I lift my chin and direct my glare at him. "I don’t think so. He doesn’t get to tell me what to do, and neither do you. I don’t answer to either of you.”

Sebastian crosses his broad arms over his chest. "Happy? You got to talk to her. Now go jump off a fucking cliff.”

Drew’s forest-green eyes darken, his muscles tighten, and his hands clench and unclench into fists. He attempts to take another step toward me, but Sebastian physically shoves him back with his chest.

"One more warning, Marshall. Get near her again, and I'll break every fucking bone in your pretty face. And don’t tempt me because if anyone knows what I’m capable of, it’s you. So do it. Fuck around and find out. Please. I’m itching for you to give me a reason to break your nose."

“I’m not scared of you, Sebastian, and I’m certainly not scared of this big brother image you’re portraying. Maybel is and always will be mine. Nothing, and especially not you, is going to change that.”
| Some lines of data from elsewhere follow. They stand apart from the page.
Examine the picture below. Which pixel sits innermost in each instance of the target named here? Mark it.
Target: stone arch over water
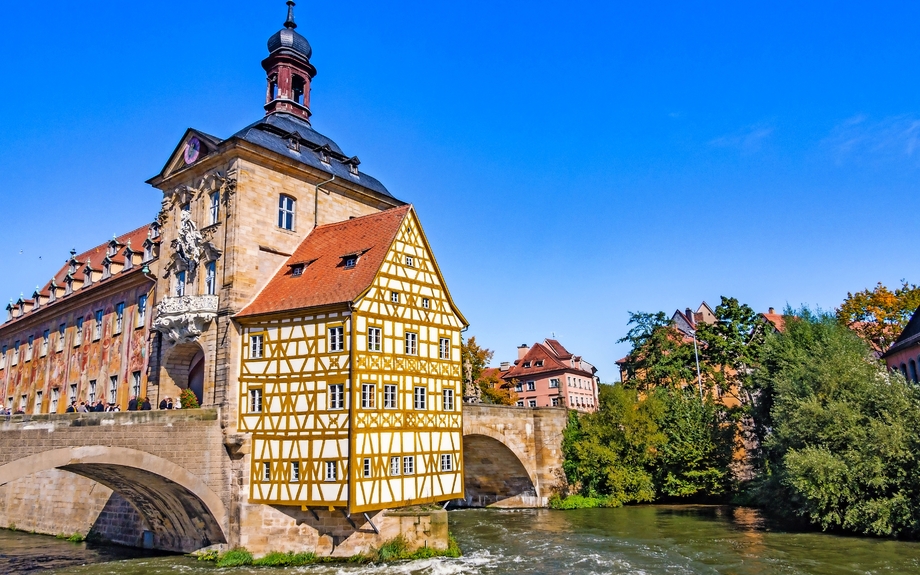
(494, 475)
(180, 510)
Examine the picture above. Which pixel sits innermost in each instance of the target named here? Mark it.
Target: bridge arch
(495, 475)
(183, 513)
Drew and Sebastian glare at each other for a long moment, and something dark and seething passes between them. I swallow hard and shift on my feet, a nervous energy bubbling to the surface. The last thing I need is more attention put on me.

"Can we please not do this? This is a library, not a boxing ring, and I don't want to get thrown out.”

I hold my breath, waiting, hoping that I won’t have to step between them. A second passes, and then another, but Sebastian is the first to take a step back, followed by Drew. The movement makes it easier for me to breathe, and I suck a ragged breath into my lungs.